Ey Erzurum! Pasinler'in Güllüköyü'nden çıkan Osman Kemali'nin şaheserlerinden haberin var mı? Hazretin evinin işlevsel bir kültür mirası olarak kullanılmasını istemez misin? Ey İznik, Gölmarmara, Afyon, Isparta, Adıyaman, ey her belde! Bu toprakları adım adım mayalayan azizlerin nefesini çekmekte olduğunu, Anadolu irfanı dediğimiz ruhun kaynağında bu canlı sözlerin olduğunu ne zaman hatırlayacaksın?

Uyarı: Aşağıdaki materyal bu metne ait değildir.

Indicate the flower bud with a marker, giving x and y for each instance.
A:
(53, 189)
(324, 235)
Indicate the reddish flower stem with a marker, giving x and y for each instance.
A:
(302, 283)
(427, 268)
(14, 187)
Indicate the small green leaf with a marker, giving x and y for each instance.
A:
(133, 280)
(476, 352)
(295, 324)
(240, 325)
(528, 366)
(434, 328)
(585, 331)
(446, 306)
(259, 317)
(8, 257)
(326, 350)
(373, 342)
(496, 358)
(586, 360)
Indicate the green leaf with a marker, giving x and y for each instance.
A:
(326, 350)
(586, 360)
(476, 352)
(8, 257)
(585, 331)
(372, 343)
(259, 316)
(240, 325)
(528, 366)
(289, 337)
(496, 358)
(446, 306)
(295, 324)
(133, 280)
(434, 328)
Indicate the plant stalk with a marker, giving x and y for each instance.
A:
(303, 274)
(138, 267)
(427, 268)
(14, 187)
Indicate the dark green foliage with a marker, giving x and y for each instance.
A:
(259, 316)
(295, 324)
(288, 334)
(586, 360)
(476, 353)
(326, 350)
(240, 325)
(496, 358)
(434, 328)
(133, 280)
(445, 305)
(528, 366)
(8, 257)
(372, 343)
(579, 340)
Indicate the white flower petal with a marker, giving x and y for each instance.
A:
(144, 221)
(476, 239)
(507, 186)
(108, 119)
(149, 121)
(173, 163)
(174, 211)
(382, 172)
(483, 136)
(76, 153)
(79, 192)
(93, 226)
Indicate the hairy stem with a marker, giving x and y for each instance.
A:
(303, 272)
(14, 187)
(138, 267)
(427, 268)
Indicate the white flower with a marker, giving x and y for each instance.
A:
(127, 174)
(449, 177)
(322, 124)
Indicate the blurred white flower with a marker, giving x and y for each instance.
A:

Ey Beyoğlu, Hasan Cihangirî gibi bir aziz yaşamış, bu eğlence mekanlarının arasından görünen tarihi mabedin yakınlarında. Haberin var mı? Ey Fatih. Aydınoğlu tekkesinde yatan Ünsi Hasan adlı büyük zattan ve eserlerinden haberin var mı? Ünsi menakıbından kaç sinema filmi çıkar, haberin var mı? İbrahim Has'ı yetiştiren bu kültürün bugün gençlere vampir hikayeleri pazarlamaktan gayrı bir sorumluluğu yok mu?

Ey Anadolu! Aksiyoner insanlarla Muhammedî aşka dünyaya dağıtarak çorak iklimlerin çiçek bahçesine su vererek gül bahçesine dönmesi sağlayan hazretlerin hakikat dilinde sana ve insanlığa söylediklerinden haberin var mı? Anadolu irfanının kaynağını beslemek, dağıtmak gibi bir sorumluluğun yok mu?

Çaylar soğumaya devam ediyor konuşmaktan. Elan!